I received more details about my machine. We changed both antivirus (from McAfee to Defender) and some management software dealing with encryption (we got rid of Sophos Safeguard). The antivirus sounds like a plausible source of read errors towards the VM disk.

Do the other people here have a non-MS antivirus running?

Jerry-Ma commented 1 year ago

I am seeing the same thing here, in WSL Ubuntu 22.04. I also have the systemd enabled, not sure if this is related.

xworld21 commented 1 year ago

I wasn't very clear in my original report, but systemd is not related to this. Even if you disable it, you will still get a flood in the kernel log (run dmesg to verify). Within the VM you will not see high CPU usage once journald is not running, but you will still get high CPU usage from Vmmem on the Windows side. This may be related to your Windows installation – I encourage anybody who has commented here to add details about their encryption and antimalware setup. (Grasping at straws here!)
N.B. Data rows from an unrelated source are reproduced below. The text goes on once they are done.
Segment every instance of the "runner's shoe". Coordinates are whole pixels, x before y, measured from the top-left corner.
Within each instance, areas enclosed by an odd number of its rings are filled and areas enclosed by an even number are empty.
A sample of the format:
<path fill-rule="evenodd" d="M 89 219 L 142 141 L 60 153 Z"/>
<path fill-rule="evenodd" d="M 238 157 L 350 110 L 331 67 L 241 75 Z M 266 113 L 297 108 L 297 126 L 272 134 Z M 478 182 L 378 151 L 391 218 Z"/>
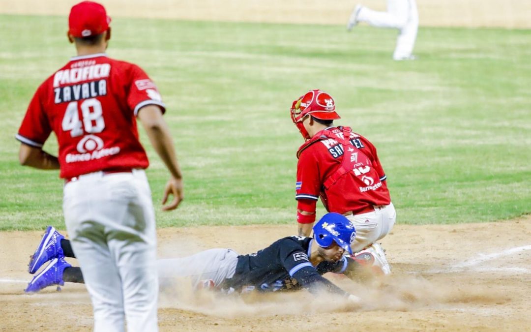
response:
<path fill-rule="evenodd" d="M 42 272 L 33 277 L 24 291 L 35 293 L 52 285 L 64 285 L 63 271 L 71 267 L 63 257 L 53 259 Z"/>
<path fill-rule="evenodd" d="M 65 237 L 62 235 L 55 227 L 49 226 L 46 228 L 42 238 L 35 253 L 30 258 L 28 265 L 28 271 L 33 274 L 37 272 L 43 264 L 56 258 L 64 257 L 61 248 L 61 240 Z"/>

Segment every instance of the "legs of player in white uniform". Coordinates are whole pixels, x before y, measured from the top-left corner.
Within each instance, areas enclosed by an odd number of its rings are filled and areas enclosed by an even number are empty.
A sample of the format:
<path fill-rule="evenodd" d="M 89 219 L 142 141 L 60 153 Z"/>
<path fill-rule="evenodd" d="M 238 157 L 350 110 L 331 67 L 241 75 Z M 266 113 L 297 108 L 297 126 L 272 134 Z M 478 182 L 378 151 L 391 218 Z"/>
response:
<path fill-rule="evenodd" d="M 224 249 L 209 249 L 182 258 L 159 259 L 157 265 L 161 280 L 191 277 L 195 287 L 201 280 L 211 279 L 217 287 L 234 275 L 237 262 L 237 253 Z"/>
<path fill-rule="evenodd" d="M 381 273 L 391 273 L 391 267 L 381 245 L 376 241 L 391 232 L 396 221 L 396 211 L 393 203 L 376 207 L 374 211 L 347 217 L 356 228 L 356 237 L 350 248 L 356 258 L 367 259 L 372 256 L 372 266 L 381 269 Z M 369 253 L 371 256 L 367 257 Z"/>
<path fill-rule="evenodd" d="M 396 211 L 391 203 L 374 211 L 347 216 L 356 228 L 356 238 L 350 244 L 354 253 L 371 245 L 387 235 L 395 225 Z"/>
<path fill-rule="evenodd" d="M 362 6 L 356 19 L 379 28 L 398 29 L 393 59 L 413 58 L 412 52 L 418 29 L 418 12 L 415 0 L 387 0 L 387 11 L 378 12 Z"/>
<path fill-rule="evenodd" d="M 96 172 L 65 185 L 67 231 L 94 311 L 94 330 L 157 331 L 155 211 L 145 174 Z"/>

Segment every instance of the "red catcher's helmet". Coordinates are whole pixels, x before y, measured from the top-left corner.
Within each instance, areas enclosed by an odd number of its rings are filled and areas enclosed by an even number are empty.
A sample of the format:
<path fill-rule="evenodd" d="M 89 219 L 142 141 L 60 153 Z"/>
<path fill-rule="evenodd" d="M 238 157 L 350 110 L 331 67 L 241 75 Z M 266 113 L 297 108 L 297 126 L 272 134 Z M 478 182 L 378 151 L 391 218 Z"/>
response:
<path fill-rule="evenodd" d="M 294 100 L 290 112 L 292 121 L 306 140 L 311 138 L 302 124 L 306 115 L 311 115 L 320 120 L 341 118 L 336 113 L 336 103 L 332 96 L 318 89 L 311 90 Z"/>

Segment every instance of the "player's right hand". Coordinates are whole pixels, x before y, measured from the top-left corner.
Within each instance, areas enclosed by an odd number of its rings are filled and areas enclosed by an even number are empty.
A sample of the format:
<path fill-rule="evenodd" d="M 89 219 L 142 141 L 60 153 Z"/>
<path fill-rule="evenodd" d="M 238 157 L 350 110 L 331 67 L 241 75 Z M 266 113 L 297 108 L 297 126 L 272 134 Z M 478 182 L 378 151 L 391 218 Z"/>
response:
<path fill-rule="evenodd" d="M 173 200 L 167 205 L 164 205 L 168 201 L 170 195 L 173 195 Z M 175 210 L 184 199 L 183 191 L 183 179 L 175 178 L 173 176 L 169 178 L 164 188 L 164 197 L 162 198 L 162 211 Z"/>

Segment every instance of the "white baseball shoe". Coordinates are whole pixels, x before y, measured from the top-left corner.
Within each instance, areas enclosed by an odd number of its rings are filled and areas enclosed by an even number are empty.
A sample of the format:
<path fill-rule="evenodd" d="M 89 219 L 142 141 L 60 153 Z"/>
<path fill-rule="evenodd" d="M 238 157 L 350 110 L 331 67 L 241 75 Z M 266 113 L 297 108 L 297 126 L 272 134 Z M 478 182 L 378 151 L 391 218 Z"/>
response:
<path fill-rule="evenodd" d="M 396 58 L 393 57 L 393 59 L 395 61 L 410 61 L 413 60 L 416 60 L 417 57 L 413 54 L 411 54 L 410 55 L 406 55 Z"/>
<path fill-rule="evenodd" d="M 361 5 L 357 5 L 356 7 L 354 8 L 354 10 L 352 11 L 352 13 L 350 14 L 350 17 L 348 19 L 348 22 L 347 22 L 347 31 L 349 31 L 352 30 L 352 28 L 358 24 L 358 16 L 359 15 L 359 11 L 362 10 Z"/>
<path fill-rule="evenodd" d="M 379 273 L 381 270 L 381 273 L 378 274 L 391 274 L 391 266 L 380 243 L 373 243 L 367 249 L 356 253 L 354 259 L 362 264 L 364 261 L 365 265 L 371 266 L 375 272 Z"/>

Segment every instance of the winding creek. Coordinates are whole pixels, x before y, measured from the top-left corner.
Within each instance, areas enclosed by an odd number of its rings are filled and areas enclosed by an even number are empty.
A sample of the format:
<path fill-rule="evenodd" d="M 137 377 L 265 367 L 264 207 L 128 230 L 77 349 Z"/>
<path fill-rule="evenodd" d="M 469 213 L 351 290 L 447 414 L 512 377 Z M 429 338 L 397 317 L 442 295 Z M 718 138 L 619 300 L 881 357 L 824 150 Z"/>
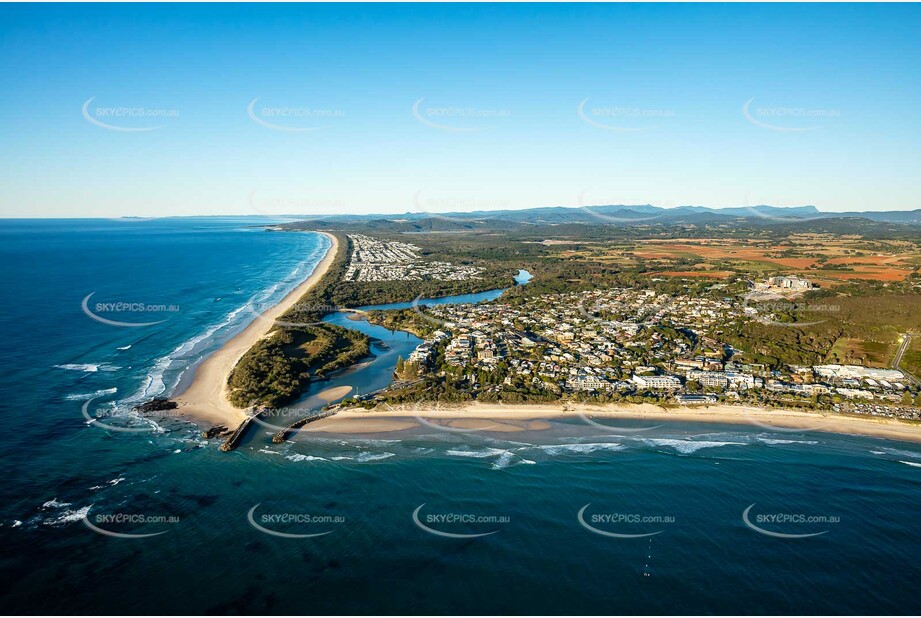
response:
<path fill-rule="evenodd" d="M 525 285 L 531 280 L 531 273 L 519 270 L 515 275 L 515 285 Z M 502 296 L 505 290 L 488 290 L 476 294 L 459 294 L 456 296 L 443 296 L 439 298 L 423 298 L 418 301 L 420 305 L 462 305 L 488 302 Z M 361 311 L 409 309 L 416 301 L 403 303 L 390 303 L 384 305 L 367 305 L 357 307 Z M 390 330 L 383 326 L 370 324 L 361 314 L 348 311 L 338 311 L 325 318 L 324 322 L 360 331 L 371 337 L 371 353 L 373 358 L 364 360 L 352 367 L 334 372 L 328 380 L 314 382 L 304 395 L 292 407 L 304 412 L 317 410 L 330 403 L 319 397 L 320 393 L 339 387 L 350 387 L 347 396 L 365 395 L 385 388 L 393 381 L 393 371 L 397 366 L 397 359 L 409 356 L 422 339 L 412 333 L 401 330 Z M 333 401 L 336 401 L 335 399 Z M 291 419 L 293 420 L 293 419 Z"/>

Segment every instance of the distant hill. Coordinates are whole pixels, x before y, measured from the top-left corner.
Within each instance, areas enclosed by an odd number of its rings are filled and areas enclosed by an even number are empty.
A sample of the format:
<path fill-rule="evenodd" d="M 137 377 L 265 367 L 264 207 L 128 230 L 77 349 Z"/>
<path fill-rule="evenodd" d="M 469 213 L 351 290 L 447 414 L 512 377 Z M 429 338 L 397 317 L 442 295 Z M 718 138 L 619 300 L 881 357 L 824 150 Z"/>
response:
<path fill-rule="evenodd" d="M 660 208 L 650 204 L 619 204 L 601 206 L 545 206 L 522 210 L 478 210 L 473 212 L 428 213 L 412 212 L 400 215 L 324 215 L 305 220 L 336 223 L 361 223 L 394 231 L 462 231 L 480 228 L 506 228 L 514 225 L 585 224 L 718 224 L 750 223 L 780 225 L 820 219 L 864 219 L 882 223 L 921 225 L 921 209 L 821 212 L 815 206 L 737 206 L 710 208 L 708 206 L 678 206 Z M 500 222 L 506 224 L 501 225 Z M 513 225 L 508 225 L 513 224 Z"/>

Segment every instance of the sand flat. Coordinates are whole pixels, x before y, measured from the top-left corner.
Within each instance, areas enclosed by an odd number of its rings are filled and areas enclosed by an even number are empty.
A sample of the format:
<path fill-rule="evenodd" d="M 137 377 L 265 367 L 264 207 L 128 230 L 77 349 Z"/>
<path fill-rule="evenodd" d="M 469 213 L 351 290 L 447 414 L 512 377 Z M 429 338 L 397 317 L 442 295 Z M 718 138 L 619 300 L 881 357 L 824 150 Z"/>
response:
<path fill-rule="evenodd" d="M 245 410 L 235 408 L 227 400 L 227 377 L 246 352 L 265 337 L 281 315 L 293 307 L 326 274 L 336 257 L 339 243 L 332 234 L 320 232 L 330 239 L 326 255 L 303 283 L 285 296 L 278 304 L 266 309 L 246 329 L 229 340 L 209 356 L 195 370 L 189 387 L 173 397 L 179 404 L 180 414 L 210 425 L 236 427 L 246 418 Z"/>
<path fill-rule="evenodd" d="M 390 410 L 345 410 L 336 416 L 317 423 L 328 423 L 326 431 L 336 433 L 373 433 L 400 431 L 419 426 L 418 418 L 429 426 L 444 424 L 449 428 L 477 431 L 508 431 L 516 423 L 544 421 L 542 424 L 518 425 L 512 431 L 546 429 L 552 419 L 583 418 L 598 423 L 611 423 L 617 419 L 684 421 L 694 423 L 719 423 L 751 425 L 771 430 L 821 431 L 855 434 L 921 443 L 921 424 L 897 419 L 845 416 L 828 412 L 803 412 L 799 410 L 760 408 L 744 405 L 688 406 L 663 408 L 654 404 L 526 404 L 497 405 L 470 403 L 452 409 L 435 409 L 426 404 L 403 406 Z M 333 425 L 334 422 L 334 425 Z M 492 425 L 492 428 L 488 428 Z M 333 428 L 333 426 L 335 428 Z M 319 429 L 319 428 L 318 428 Z"/>

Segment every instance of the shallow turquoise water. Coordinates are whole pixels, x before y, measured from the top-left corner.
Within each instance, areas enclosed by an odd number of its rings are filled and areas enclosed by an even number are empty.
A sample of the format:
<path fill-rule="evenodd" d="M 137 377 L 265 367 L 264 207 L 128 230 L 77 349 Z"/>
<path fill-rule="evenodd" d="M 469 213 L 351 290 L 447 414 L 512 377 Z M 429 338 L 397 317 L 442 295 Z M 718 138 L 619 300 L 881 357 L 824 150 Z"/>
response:
<path fill-rule="evenodd" d="M 0 224 L 7 612 L 921 610 L 913 444 L 691 423 L 605 429 L 573 418 L 543 431 L 422 425 L 300 434 L 283 445 L 260 429 L 225 454 L 182 423 L 139 434 L 88 425 L 88 396 L 168 391 L 242 328 L 241 307 L 277 299 L 322 255 L 319 236 L 253 223 Z M 94 300 L 180 309 L 149 328 L 111 327 L 81 310 L 93 291 Z M 405 333 L 378 334 L 381 354 L 415 345 Z M 369 390 L 385 379 L 360 369 L 337 377 Z M 750 522 L 767 532 L 822 534 L 758 532 L 743 520 L 752 504 Z M 84 515 L 119 534 L 162 534 L 111 537 Z M 106 519 L 114 515 L 175 520 Z M 776 517 L 799 515 L 826 520 Z"/>

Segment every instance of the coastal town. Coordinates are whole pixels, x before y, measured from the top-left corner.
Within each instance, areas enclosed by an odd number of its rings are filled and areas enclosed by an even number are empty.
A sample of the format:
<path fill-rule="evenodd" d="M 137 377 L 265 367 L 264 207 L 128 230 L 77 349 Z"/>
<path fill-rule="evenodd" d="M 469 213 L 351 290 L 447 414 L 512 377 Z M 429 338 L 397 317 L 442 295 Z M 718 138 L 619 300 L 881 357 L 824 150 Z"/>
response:
<path fill-rule="evenodd" d="M 901 370 L 754 362 L 720 333 L 735 320 L 773 316 L 729 297 L 609 289 L 417 310 L 437 328 L 409 356 L 409 366 L 435 381 L 459 373 L 474 396 L 524 387 L 551 397 L 682 405 L 850 403 L 856 414 L 921 418 L 921 396 Z"/>
<path fill-rule="evenodd" d="M 422 260 L 419 247 L 403 242 L 379 240 L 364 234 L 349 234 L 352 251 L 344 281 L 465 281 L 476 278 L 476 266 Z"/>

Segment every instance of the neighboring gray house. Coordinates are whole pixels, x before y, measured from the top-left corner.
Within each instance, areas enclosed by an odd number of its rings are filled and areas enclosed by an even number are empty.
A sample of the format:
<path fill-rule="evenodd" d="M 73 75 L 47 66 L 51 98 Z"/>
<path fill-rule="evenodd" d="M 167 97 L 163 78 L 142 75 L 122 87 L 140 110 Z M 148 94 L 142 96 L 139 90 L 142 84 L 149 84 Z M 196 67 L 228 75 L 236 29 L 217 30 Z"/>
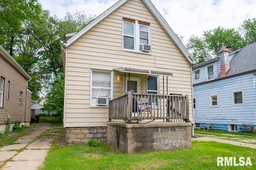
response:
<path fill-rule="evenodd" d="M 213 129 L 251 131 L 256 129 L 256 43 L 193 68 L 196 127 L 210 123 Z"/>

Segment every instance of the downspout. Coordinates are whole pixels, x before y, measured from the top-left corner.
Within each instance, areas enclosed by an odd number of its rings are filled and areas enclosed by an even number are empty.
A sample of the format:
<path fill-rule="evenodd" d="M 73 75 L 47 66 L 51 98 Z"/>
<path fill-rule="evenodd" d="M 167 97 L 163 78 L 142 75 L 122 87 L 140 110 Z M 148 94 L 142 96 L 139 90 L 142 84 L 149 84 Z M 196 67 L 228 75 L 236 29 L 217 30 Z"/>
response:
<path fill-rule="evenodd" d="M 192 65 L 190 64 L 190 73 L 191 73 L 191 87 L 192 87 L 192 103 L 193 104 L 193 101 L 194 100 L 194 98 L 193 98 L 193 78 L 192 78 Z M 194 106 L 194 105 L 193 105 Z M 194 119 L 194 107 L 192 107 L 192 113 L 193 114 L 193 121 L 194 122 L 195 120 Z M 192 136 L 192 137 L 196 137 L 195 136 L 194 134 L 194 123 L 193 122 L 192 122 L 191 121 L 190 121 L 190 122 L 191 123 L 192 123 L 192 131 L 191 131 L 191 136 Z"/>

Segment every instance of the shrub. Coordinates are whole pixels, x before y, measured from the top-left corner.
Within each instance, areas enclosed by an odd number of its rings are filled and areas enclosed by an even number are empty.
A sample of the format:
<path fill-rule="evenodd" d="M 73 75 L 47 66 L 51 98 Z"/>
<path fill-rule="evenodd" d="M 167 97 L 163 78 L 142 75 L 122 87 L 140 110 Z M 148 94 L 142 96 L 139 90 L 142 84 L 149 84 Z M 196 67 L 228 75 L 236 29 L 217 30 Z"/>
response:
<path fill-rule="evenodd" d="M 49 115 L 46 113 L 40 113 L 39 114 L 39 115 L 40 115 L 40 116 L 44 116 L 44 117 L 49 116 Z"/>
<path fill-rule="evenodd" d="M 90 147 L 98 147 L 102 145 L 102 143 L 95 139 L 90 139 L 87 144 Z"/>

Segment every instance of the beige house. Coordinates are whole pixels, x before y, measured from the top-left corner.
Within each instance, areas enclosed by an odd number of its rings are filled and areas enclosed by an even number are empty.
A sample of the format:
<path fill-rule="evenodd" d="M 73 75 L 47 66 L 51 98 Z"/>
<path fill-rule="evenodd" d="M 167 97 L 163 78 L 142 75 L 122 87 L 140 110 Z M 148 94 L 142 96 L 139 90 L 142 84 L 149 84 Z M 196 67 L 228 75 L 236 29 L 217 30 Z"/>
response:
<path fill-rule="evenodd" d="M 108 102 L 131 90 L 188 95 L 193 122 L 195 61 L 150 0 L 120 0 L 66 38 L 61 45 L 68 142 L 106 141 Z"/>
<path fill-rule="evenodd" d="M 0 45 L 0 131 L 5 131 L 8 118 L 11 127 L 16 122 L 29 125 L 31 92 L 28 82 L 30 77 Z"/>

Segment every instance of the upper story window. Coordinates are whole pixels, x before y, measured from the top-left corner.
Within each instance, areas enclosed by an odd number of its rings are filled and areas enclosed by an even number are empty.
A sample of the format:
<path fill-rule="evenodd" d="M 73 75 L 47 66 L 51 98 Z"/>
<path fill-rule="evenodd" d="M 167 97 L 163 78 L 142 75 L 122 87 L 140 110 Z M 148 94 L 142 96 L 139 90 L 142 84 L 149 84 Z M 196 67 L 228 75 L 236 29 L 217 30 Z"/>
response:
<path fill-rule="evenodd" d="M 0 77 L 0 107 L 3 106 L 4 90 L 4 79 Z"/>
<path fill-rule="evenodd" d="M 194 110 L 196 109 L 196 98 L 193 99 L 193 108 Z"/>
<path fill-rule="evenodd" d="M 124 49 L 148 53 L 151 51 L 149 23 L 123 19 Z"/>
<path fill-rule="evenodd" d="M 216 94 L 210 96 L 210 107 L 218 107 L 218 95 Z"/>
<path fill-rule="evenodd" d="M 197 78 L 200 78 L 200 69 L 197 70 L 195 71 L 194 72 L 194 79 L 196 79 Z"/>
<path fill-rule="evenodd" d="M 214 72 L 213 65 L 206 66 L 206 80 L 214 78 Z"/>
<path fill-rule="evenodd" d="M 244 104 L 244 92 L 240 91 L 232 93 L 233 105 Z"/>

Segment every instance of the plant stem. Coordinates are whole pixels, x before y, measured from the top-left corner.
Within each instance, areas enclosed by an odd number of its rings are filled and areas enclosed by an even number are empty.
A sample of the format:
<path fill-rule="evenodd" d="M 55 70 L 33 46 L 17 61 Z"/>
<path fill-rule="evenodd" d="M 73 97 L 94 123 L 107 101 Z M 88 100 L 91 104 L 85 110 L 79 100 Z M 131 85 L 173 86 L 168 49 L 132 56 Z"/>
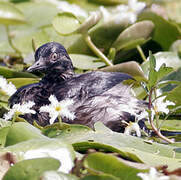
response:
<path fill-rule="evenodd" d="M 89 46 L 89 48 L 103 61 L 105 62 L 106 65 L 108 66 L 113 66 L 113 64 L 111 63 L 111 61 L 94 45 L 94 43 L 91 40 L 91 37 L 85 33 L 83 35 L 83 38 L 85 40 L 85 42 L 87 43 L 87 45 Z"/>
<path fill-rule="evenodd" d="M 136 46 L 136 49 L 137 49 L 138 52 L 140 53 L 140 56 L 141 56 L 141 58 L 143 59 L 143 61 L 146 61 L 146 56 L 145 56 L 142 48 L 140 47 L 140 45 L 137 45 L 137 46 Z"/>
<path fill-rule="evenodd" d="M 14 122 L 16 121 L 16 118 L 18 117 L 18 115 L 15 113 L 14 116 L 13 116 L 13 119 L 11 121 L 11 125 L 14 124 Z"/>
<path fill-rule="evenodd" d="M 5 26 L 5 27 L 6 27 L 6 33 L 7 33 L 8 42 L 9 42 L 10 46 L 14 49 L 14 51 L 15 51 L 20 57 L 22 57 L 21 52 L 19 51 L 19 49 L 16 48 L 16 46 L 14 46 L 14 44 L 13 44 L 13 42 L 12 42 L 12 37 L 11 37 L 10 31 L 9 31 L 9 26 Z"/>
<path fill-rule="evenodd" d="M 152 88 L 152 89 L 150 90 L 150 94 L 149 94 L 148 109 L 149 109 L 150 111 L 151 111 L 151 108 L 152 108 L 152 106 L 151 106 L 151 104 L 152 104 L 152 102 L 151 102 L 151 97 L 152 97 L 153 91 L 154 91 L 154 88 Z M 156 116 L 157 116 L 157 114 L 156 114 Z M 157 117 L 156 117 L 156 118 L 157 118 Z M 160 130 L 158 130 L 158 129 L 155 127 L 153 120 L 154 120 L 154 118 L 152 118 L 152 115 L 151 115 L 151 113 L 150 113 L 150 115 L 149 115 L 150 125 L 151 125 L 152 129 L 154 130 L 154 132 L 157 134 L 157 136 L 160 137 L 161 139 L 163 139 L 164 141 L 168 142 L 168 143 L 174 143 L 172 140 L 170 140 L 170 139 L 168 139 L 167 137 L 165 137 L 164 135 L 162 135 L 162 133 L 160 132 Z"/>
<path fill-rule="evenodd" d="M 62 118 L 61 118 L 61 116 L 58 116 L 58 121 L 59 121 L 59 124 L 62 125 Z"/>

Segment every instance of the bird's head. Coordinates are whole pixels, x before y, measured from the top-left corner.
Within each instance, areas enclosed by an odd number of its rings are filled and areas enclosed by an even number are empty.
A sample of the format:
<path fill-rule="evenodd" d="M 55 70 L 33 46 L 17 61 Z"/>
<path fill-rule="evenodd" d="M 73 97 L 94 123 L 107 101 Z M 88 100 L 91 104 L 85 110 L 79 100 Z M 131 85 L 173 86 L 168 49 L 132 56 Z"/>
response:
<path fill-rule="evenodd" d="M 56 42 L 40 46 L 35 52 L 35 63 L 27 69 L 28 72 L 50 73 L 73 71 L 72 61 L 65 48 Z"/>

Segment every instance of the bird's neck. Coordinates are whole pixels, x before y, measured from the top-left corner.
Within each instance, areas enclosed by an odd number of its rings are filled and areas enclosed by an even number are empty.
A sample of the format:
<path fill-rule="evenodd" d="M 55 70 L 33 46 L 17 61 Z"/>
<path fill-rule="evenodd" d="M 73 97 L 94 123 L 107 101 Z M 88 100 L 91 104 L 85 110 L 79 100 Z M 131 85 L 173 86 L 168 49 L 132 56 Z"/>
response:
<path fill-rule="evenodd" d="M 41 80 L 42 83 L 49 83 L 49 84 L 57 84 L 59 82 L 68 80 L 72 78 L 75 75 L 75 73 L 71 70 L 68 70 L 66 72 L 60 73 L 56 70 L 54 72 L 47 73 Z"/>

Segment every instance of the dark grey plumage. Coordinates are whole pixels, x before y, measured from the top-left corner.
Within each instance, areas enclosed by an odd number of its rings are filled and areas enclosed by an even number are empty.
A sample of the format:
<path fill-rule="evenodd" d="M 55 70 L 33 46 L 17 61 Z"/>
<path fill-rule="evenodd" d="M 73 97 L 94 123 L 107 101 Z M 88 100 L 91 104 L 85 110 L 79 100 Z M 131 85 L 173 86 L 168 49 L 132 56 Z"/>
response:
<path fill-rule="evenodd" d="M 123 80 L 132 78 L 128 74 L 98 71 L 75 74 L 70 57 L 59 43 L 51 42 L 38 48 L 35 63 L 28 71 L 40 71 L 45 76 L 39 83 L 18 89 L 9 99 L 9 104 L 34 101 L 33 109 L 37 113 L 24 115 L 30 123 L 36 120 L 42 126 L 48 124 L 47 113 L 40 113 L 39 108 L 50 103 L 48 98 L 51 94 L 59 101 L 74 100 L 70 110 L 76 118 L 73 121 L 63 118 L 64 122 L 93 127 L 95 122 L 101 121 L 114 131 L 122 130 L 122 120 L 134 121 L 130 113 L 122 111 L 123 104 L 129 104 L 128 108 L 138 114 L 147 106 L 131 94 L 129 86 L 122 84 Z"/>

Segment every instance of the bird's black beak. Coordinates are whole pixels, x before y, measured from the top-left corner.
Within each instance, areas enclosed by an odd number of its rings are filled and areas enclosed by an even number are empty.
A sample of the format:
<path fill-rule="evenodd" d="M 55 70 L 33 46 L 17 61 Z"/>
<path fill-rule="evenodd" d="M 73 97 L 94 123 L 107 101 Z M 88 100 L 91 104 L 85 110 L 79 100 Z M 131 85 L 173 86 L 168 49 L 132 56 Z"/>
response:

cwarlich commented 1 year ago

To mitigate the issue, you may run WSL using a self-compiled Kernel (see https://github.com/microsoft/WSL2-Linux-Kernel) and apply the patch below. It stops the message flood in dmesg (and in /var/log/syslog and /var/log/kern.log if running WSL with systemd). It also reduces the idle load to a third of what I saw before: Certainly not the ultimate fix, but still much better that nothing :-).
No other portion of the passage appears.